Frequent expansion of Plasmodium vivax Duffy Binding Protein in Ethiopia and its epidemiological significance

Abstract

Plasmodium vivax invasion of human erythrocytes depends on the Duffy Binding Protein (PvDBP) which interacts with the Duffy antigen. PvDBP copy number has been recently shown to vary between P. vivax isolates in Sub-Saharan Africa. However, the extent of PvDBP copy number variation, the type of PvDBP multiplications, as well as its significance across broad samples are still unclear. We determined the prevalence and type of PvDBP duplications, as well as PvDBP copy number variation among 178 Ethiopian P. vivax isolates using a PCR-based diagnostic method, a novel quantitative real-time PCR assay and whole genome sequencing. For the 145 symptomatic samples, PvDBP duplications were detected in 95 isolates, of which 81 had the Cambodian and 14 Malagasy-type PvDBP duplications. PvDBP varied from 1 to >4 copies. Isolates with multiple PvDBP copies were found to be higher in symptomatic than asymptomatic infections. For the 33 asymptomatic samples, PvDBP was detected with two copies in two of the isolates, and both were the Cambodian-type PvDBP duplication. PvDBP copy number in Duffy-negative heterozygotes was not significantly different from that in Duffy-positives, providing no support for the hypothesis that increased copy number is a specific association with Duffy-negativity, although the number of Duffy-negatives was small and further sampling is required to test this association thoroughly.
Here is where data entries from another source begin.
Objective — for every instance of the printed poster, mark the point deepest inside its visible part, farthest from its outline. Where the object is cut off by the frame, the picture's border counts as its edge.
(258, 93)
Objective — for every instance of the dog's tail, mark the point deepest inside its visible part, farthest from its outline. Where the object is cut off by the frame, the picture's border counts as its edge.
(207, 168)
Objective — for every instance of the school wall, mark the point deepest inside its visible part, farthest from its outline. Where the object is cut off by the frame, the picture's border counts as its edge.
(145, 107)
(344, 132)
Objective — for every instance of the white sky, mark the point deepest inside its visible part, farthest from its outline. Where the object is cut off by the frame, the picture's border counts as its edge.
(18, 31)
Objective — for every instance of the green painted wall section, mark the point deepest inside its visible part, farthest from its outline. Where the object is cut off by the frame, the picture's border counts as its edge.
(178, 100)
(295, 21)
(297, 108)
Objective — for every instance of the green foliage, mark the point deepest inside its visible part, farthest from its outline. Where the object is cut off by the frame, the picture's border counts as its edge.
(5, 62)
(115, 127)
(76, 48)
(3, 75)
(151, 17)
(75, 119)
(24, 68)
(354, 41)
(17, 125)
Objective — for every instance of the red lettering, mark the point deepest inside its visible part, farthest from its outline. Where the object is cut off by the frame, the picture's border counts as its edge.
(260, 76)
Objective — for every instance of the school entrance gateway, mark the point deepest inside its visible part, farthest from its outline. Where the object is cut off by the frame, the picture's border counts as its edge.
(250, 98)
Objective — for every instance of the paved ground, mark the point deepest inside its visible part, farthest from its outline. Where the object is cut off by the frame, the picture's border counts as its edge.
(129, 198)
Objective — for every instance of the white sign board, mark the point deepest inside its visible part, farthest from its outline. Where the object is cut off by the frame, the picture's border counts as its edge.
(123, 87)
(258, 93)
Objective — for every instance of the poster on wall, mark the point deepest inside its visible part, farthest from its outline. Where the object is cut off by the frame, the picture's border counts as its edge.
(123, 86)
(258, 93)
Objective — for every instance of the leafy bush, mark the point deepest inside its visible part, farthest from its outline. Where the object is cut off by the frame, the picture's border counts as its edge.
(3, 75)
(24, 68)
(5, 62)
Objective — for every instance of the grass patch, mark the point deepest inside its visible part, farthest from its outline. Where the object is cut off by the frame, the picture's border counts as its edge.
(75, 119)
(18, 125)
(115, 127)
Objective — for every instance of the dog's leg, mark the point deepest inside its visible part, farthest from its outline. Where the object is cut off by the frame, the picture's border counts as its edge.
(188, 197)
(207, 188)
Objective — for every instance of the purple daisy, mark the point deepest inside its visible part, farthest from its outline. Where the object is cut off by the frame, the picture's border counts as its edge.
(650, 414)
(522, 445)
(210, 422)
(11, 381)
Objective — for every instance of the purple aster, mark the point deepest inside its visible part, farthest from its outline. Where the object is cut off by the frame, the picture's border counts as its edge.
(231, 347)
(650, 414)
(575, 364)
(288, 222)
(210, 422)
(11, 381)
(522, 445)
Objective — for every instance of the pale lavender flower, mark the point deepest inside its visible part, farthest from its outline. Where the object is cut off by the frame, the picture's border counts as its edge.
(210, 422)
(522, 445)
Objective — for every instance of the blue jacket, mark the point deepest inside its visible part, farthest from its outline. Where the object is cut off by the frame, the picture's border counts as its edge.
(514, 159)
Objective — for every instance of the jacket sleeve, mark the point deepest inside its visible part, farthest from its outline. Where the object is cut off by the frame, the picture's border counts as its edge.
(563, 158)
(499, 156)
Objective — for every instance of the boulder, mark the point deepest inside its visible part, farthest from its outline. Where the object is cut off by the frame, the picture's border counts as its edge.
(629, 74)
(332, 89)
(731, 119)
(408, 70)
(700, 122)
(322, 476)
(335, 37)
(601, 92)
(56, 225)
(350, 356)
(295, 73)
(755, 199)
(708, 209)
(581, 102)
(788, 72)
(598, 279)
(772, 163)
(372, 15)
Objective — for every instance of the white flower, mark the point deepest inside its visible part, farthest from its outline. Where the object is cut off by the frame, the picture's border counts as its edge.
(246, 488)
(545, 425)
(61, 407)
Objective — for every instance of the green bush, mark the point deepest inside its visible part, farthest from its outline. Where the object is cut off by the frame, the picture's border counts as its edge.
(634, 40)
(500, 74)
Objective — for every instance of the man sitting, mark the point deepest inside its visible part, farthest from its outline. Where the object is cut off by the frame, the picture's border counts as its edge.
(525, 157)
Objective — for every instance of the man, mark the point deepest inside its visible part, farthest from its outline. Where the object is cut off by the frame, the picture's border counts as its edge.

Fig 1. Ethiopian P. vivax samples contain both the Malagasy- and Cambodian-type duplications.

AF/AR, BF/BR and AF2/AR2 are control primers where all samples indicated amplifications except the negative control sample. Sample SGH(1)-357produced a band of ~650bp with BF/AR primers, indicative of a Malagasy PvDBP duplication. Sample BBH(1)-125produced a band of ~750bp with BF/AR2 primers, indicative of a Cambodian PvDBP duplication. Sample BBH(1)-132showed no amplification with both BF/AR and BF/AR2 primers, indicative of a single PvDBP region without any duplications. No bands were observed for DNA-negative control (-) in all amplifications.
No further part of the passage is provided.